Where Are We Now?

Clinicians have proposed the use of short femoral stems to preserve bone stock and improve load-transfer characteristics of cementless THAs. They expect this approach to decrease the frequency of thigh pain, offer less stress shielding, and lower the risk of periprosthetic fracture compared to conventional cementless stems. Additionally, shorter stems can be adapted to minimally invasive approaches, as they facilitate insertion and reportedly limit peroperative complications, specifically periprosthetic fractures [8].

To date, however, it remains unclear whether short femoral stem THAs perform as well as their standard-sized counterparts in a durable way. The longest followup studies (10 years or longer) have been reported for short femoral implants either with a tight metaphyseal design [7, 9] or with a neck-preserving concept [4, 5], in patients with a mean age of 52 years to 73 years. Using these systems, researchers found acceptable stem revision rates (0% to 3.4%) for aseptic loosening [4, 5, 7, 9].

The work by Amendola and colleagues confirms that an excellent metaphyseal fixation can be obtained using a Tri-Lock Bone Preservation Stem (BPS) (DePuy, Warsaw, IN, USA), as illustrated by the ideal femoral bone ingrowth observed and an absence of major stem migration. However, in the current study, this procedure resulted in 25% of patients reporting thigh pain, which is associated with decreased function, notably in young patients, after a mean of 3 years. These observations led the authors to abandoning the use of the Tri-Lock BPS.

Although a well-documented radiological followup is presented, the authors did not evaluate a quantitative parameter, such as the amount of stem subsidence, making it impossible to relate pain to the degree of eventual stem migration. Nevertheless, the current findings should encourage hip surgeons to be attentive to this uncommon complaint.

Where Do We Need To Go?

Is stem mechanical behavior a factor regarding the high proportion of thigh pain reported in the current study? Generally, short-stem concepts are based on metaphyseal anchoring leading to bone remodeling in the proximal part of the femur. Using the Tri-Lock BPS, Albers and colleagues [1] found all but one stem out of 126 THAs to be osseointegrated after a mean of 5 years, which is in line with the observations by Amendola and colleagues. A finite element analysis combined with a dual-energy x-ray absorptiometry analysis conducted on the Metha neck preserving stem (B. Braun Aesculap, Tuttlingen, Germany) confirmed that stress shielding and bone mass loss occurred slightly in the proximal regions of the femur and were associated with a preservation of diaphyseal bone density [6]. Taken together, these data indicate that smaller stems with a proximal anchorage ultimately achieve stable metaphyseal fixation with limited stress shielding.
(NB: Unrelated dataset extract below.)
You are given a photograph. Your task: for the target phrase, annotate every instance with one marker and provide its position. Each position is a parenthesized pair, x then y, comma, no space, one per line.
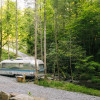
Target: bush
(95,80)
Thigh pain following a cementless THA has been associated with continued subsidence of the femoral stem and localized stress at the tip of the stem [2]. Also, male patients are more prone to develop thigh pain after cementless THA, with increased severity, perhaps as a consequence of higher stress and activity.

Currently, there is no established relationship between stem migration and thigh pain. Still, stem subsidence has been regularly reported following short-stem THAs. Previously published studies [1, 10] suggest that primary stability may not be achieved in a substantial proportion of patients undergoing short-stem THAs.

With the observation that four stems failed to become successfully ingrown after the end of the current study period, questions remain regarding patient selection, and notably, if THA with a short stem may be suitable for patients with lower bone quality or abnormal anatomy of the proximal femur. In this context, further studies should thoroughly explore the range of suited indications, bone remodeling after longer followup, and long-term survival rates.

How Do We Get There?

Recent experience in the field of hip arthroplasty revealed that attractive concepts such as hip resurfacing or ultra-short femoral implants [3], may fail to achieve their promise. To determine whether there is any clinical benefit associated with the use of short stems in THAs, future studies will need to follow and report on large patient groups at long term. Those studies should define “thigh pain” clearly, ideally using a validated score designed for the purpose. Once properly defined, we should prospectively assess thigh pain following short-stem THAs. While the level of pain may be difficult to measure because it varies with activity, a validated functional score will help us to ascertain the clinical performance of such implants. A randomized controlled trial combining the efforts at several specialized centers using the same implants, with cementless standard-sized stems as controls, would of course be ideal. The criteria of inclusion, such as age, femur type, and quality of bone stock should be strictly defined, in order to limit selection bias.

Although 10 year- to 16 year-survival rates have been reported with short stems [4, 7, 9], we need stronger evidence to determine whether short stems represent a safe alternative to traditional long-stem designs. It is my hope that a national joint registry, such as the American Joint Replacement Registry, and international joint registries, such as the Nordic Arthroplasty Register Association will help to confirm these findings, as well as determine the risk factors associated with short-stem THA failures. Until then, surgeons and researchers should closely examine their patients and promptly report any concern regarding short-stem THAs.